The price people pay for tomatoes could skyrocket when an agreement between the U.S. and Mexico over the price of tomatoes ends Tuesday night.
The tomato suspension agreement also eliminated a tax placed on every box brought to the country. If the pricing agreement goes away, the 18 percent tomato tariff comes back.
Avila's Mexican restaurant serves homestyle Tex-Mex meals on Maple Avenue in Dallas and management follows food costs closely.
“The basis of pretty much every Mexican dish is pico de gallo, which is onion, cilantro, tomato and jalapeño so at the root of every single dish we pretty much use tomatoes,” Avila’s Trent Marrs.
Distributors are also warry of what could happen to tomato prices.
“I’m buying as much as I can right now and putting them in our warehouse in the valley and bringing what I can up here,” said Mason Odom, Premier Produce. “University of Arizona has estimated that tomatoes will rise 38 to 70 percent in costs at the retail level.”
The Commerce Department plans to withdraw from an agreement with Mexico on May 7. The deal has been in place sent 1996 and was last ratified in 2013.

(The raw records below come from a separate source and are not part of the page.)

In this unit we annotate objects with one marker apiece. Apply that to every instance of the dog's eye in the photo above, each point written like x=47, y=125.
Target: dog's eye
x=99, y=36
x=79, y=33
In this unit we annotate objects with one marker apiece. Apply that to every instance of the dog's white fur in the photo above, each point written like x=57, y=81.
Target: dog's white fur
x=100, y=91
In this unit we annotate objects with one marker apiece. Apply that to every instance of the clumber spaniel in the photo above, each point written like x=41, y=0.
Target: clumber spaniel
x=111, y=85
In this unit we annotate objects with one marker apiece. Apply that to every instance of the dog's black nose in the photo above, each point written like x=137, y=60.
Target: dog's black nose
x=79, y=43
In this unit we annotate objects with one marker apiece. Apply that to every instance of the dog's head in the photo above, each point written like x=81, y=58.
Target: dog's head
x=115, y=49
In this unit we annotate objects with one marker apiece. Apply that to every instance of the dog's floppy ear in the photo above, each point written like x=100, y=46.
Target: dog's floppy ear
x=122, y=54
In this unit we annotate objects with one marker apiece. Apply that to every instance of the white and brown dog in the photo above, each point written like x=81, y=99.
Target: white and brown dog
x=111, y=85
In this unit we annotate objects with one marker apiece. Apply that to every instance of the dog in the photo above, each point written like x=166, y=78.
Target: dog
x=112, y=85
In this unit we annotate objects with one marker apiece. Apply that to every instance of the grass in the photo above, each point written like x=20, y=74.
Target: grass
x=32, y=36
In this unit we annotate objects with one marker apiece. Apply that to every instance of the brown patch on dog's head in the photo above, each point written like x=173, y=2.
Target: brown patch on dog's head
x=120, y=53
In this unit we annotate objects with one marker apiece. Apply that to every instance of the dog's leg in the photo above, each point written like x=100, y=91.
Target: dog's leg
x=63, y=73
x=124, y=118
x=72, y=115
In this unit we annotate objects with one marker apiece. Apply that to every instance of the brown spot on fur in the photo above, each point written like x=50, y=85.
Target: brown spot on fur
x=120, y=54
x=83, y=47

It stopped an investigation into whether Mexico was undercutting U.S. tomato producer prices and eliminated a long time tomato tariff.
Commerce Secretary Wilbur Ross says the U.S. is withdrawing to protect American tomato growers from unfair trade practices.
Going forward, there will be nearly an eighteen percent tax on every 25-pound box of tomatoes imported from Mexico.
“We cross just through the Texas valley $1 billion a year of tomato nationwide through Arizona. Texas and California, $3 billion,” Odom said.
That means hundreds of millions annually in a potential tomato tariff.
“It’s staggering and that price gets pushed all the way down to the consumer,” Odom said.